Zmora powraca

4.8K 343 11
                                    

  Paulina

    Stałam i wpatrywałam się jak chłopak układa warzywa na kanapkach. Nie wiedziałam kim on jest ani po co tutaj jest. Stałam dociśnięta do blatu i czekałam kiedy będę mogła się odwrócić. Widziałam jak woda w czajniku się zagotowała więc chciałam iść ale chłopak powoli ruszył za mną zabierając przedmiot. Westchnęłam i wróciłam z nim do blatu. Denerwowałam się bo zaczynałam się go już bać. Nie lubiłam takich sytuacji. Szymon tez by mi czegoś takiego nie zrobił.

Groźny

    Przejeżdżałem obok domu tej dziewczyny. Widziałem znajomy motocykl więc pomyślałem, że to któryś z moich chłopaków ale niestety to motocykl Czarnego. Dobrze wiedział, że miał ją pilnować ale co on u niej robił? Może nie byłem zbytnio przejęty o nią ale zaparkowałem przy wjeździe i zszedłem na podjazd. Chciałem zapukać ale wtedy wiem, że Czarny gdzieś pójdzie. Wszedłem do domu, może zachowywałem się teraz jak śmieć, bez wychowania ale to co zobaczyłem mnie lekko zdziwiło.
Czarny stał za dziewczyną i ją przytulał. Robili coś w kuchni... razem.. Jeszcze dziś przed barem był gotowy ją uderzyć a teraz ją przytula? Oboje byli siebie warci. Sam nie wiedziałem co o tym myśleć więc wyszedłem z domu tylko wkurwiony. Nie wiedziałem już jak on chce rozwiązać sprawę z tą policją. Mówił, ze ma plan a teraz jest z nią? Może razem to zaplanowali? Mam nadzieję, że wie co robi.

Czarny

    Zauważyłem kątem oka jak Groźny wyszedł z jej domu. To jednak coś go łączy z tą dziewczyną? Wiedziałem, że teraz nie uwierzy jej, że to nie ona wezwała policję bo w końcu widział ją ze mną. Cieszyłem się, że nas widział. Mimo, że sytuacja jest całkiem inna niż on myślał. W sumie chce jej pomóc bo ciągle nie mogą jej oskarżać o coś czego nie zrobiła, dlatego dziś musi się pojawić na torze. 

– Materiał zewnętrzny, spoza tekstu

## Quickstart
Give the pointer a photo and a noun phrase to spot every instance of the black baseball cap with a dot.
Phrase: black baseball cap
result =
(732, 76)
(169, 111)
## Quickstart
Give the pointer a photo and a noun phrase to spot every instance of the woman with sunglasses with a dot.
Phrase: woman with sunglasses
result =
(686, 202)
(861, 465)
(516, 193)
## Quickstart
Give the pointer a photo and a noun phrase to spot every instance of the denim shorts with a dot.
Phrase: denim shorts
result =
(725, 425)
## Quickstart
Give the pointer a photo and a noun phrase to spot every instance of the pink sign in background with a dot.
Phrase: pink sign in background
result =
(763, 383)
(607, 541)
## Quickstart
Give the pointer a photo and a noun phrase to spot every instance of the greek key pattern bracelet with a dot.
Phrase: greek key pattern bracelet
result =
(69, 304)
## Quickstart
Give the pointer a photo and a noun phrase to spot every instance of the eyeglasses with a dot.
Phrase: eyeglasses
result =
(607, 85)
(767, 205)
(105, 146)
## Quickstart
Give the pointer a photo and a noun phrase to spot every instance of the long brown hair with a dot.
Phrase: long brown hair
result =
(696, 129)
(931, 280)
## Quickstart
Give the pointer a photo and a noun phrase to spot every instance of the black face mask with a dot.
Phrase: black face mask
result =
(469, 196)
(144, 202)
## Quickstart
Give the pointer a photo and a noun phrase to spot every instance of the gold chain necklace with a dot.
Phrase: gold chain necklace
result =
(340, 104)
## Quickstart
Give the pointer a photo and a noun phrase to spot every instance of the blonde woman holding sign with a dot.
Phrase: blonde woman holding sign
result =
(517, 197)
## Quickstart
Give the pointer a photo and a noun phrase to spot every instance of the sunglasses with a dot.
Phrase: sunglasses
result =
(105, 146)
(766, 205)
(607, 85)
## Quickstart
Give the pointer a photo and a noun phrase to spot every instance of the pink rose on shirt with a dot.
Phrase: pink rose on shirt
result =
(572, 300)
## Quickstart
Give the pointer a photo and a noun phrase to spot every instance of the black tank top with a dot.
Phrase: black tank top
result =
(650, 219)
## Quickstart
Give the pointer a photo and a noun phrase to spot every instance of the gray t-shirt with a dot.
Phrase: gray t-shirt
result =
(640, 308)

    Delikatnie odsunąłem się od dziewczyny składając buziaka na jej karku. Chyba tego było dla niej za dużo bo szybko się odwróciła. A mogliśmy się jeszcze pobawić.-pomyślałem i od razu zauważyłem jej ściekły wyraz twarzy.

-Ty śmieciu, wynoś się stąd!-wykrzyczała i popchnęła mnie w stronę wyjścia.

-Może grzeczniej? Przed chwilą byłaś spokojniejsza.-powiedziałem a dziewczyna uderzyła mnie w twarz. 

-Spieprzaj stąd. Przez ciebie mam problemy. Po chuj w ogóle tu przyjechałeś?-zapytała a ja się zaśmiałem. 

-Dla wrażeń. Groźny ci w nic nie uwierzy a chyba tylko ja mogę ci pomóc.-powiedziałem pewny siebie a dziewczyna zagryzła wargę, robiła to tak seksownie.

-Wynoś się stąd! Nie zbliżaj się do mnie i kurwa ostatni raz tu wszedłeś. W dupie mam Groźnego, niech sam się martwi jakąś policją.

-Ojj kotku, jeszcze nie skończyłem.-powiedziałem i usiadłem przy blacie, zabierając jeden kubek z kawą.

Paulina

     Widziałam jak chłopak patrzy na mnie i zajada przygotowane kanapki. Nie chciałam z nim siedzieć, nie chciałam go tutaj przy mnie. Nie dość, że wszyscy mnie oskarżają to on jeszcze ciągle mnie śledzi. Może faktycznie tylko on może mi pomóc, ale nie mogę tak po prostu robić tego co on chce.

-Czego ode mnie chcesz?-zapytałam i ruszyłam, żeby odstawić czajnik.

-Pogadać, chyba tyle jeszcze mogę.

-O czym?

-Co się łączy z Groźnym, że przyjechałaś ostatnio na zawody?-zapytał i odwrócił mnie w jego stronę.

-Nic mnie z nim nie łączy, nie znam go i nikt mi nie musiał pozwalać tam przyjeżdżać. Po prostu znam to miejsce i tyle.

-Jasne, a Groźny był taki miły i cię odprowadził do domu?-zapytał z kpiną.